Светлый фон

Больше всего я умилялся им в этой его кроткой любви к жизни, когда мы живали вместе в деревне. Тут он весь сияние, весь – беспрерывная улыбка. В городе, в сутолоке, заваленный делами, часто окруженный неприятными ему людьми, он иногда хмурился, даже раздражался, очень уставал даже и тогда, когда жизнь была и более легкой. В деревне он весь оживал, какая-то детская резвость пробуждалась в нем. Ему не хватало часов в дне, чтобы нарадоваться на жизнь. Он вставал всегда раньше всех и бежал в поле, в лес, на реку. И ложился спать последним, засыпая всегда в одну минуту. Он не был в деревне только созерцателем, поэтом или философом, или только отдыхающим дачником-горожанином, и не был типичным деревенским жителем, хозяином, что ли, а на все и всячески откликался душой и телом, все радости деревни вмещал в себе.

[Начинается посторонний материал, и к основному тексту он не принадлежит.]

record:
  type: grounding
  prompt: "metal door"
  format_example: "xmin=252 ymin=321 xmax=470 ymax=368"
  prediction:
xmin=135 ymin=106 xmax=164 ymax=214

Он где-то пропадал один, и счастливый возвращался с какими-то необыкновенными грибами или ягодами, или букетом полевых цветов «для Надюши»[1172], иногда весь вымокший под дождем, или где-то провалившийся в ручей, или увязнувший в болоте. А то вдвоем с Надеждой Александровной закатывались куда-нибудь на большую прогулку и часто возвращались поздно ночью, иногда оба сконфуженные, потому что сбивались с дороги в горячих отвлеченных спорах. Оба плохо видели и куда-то проваливались в воду или попадали в какие-то непроходимые чащи или дебри.

В разное время мы живали с ним в деревне, живали и в просторных помещичьих усадьбах, живали, помню, и в тесных крестьянских избах, и в заброшенных, мало приспособленных для жилья чьих-то брошенных домах, как последнее лето в Алексине. И везде всегда было ему хорошо.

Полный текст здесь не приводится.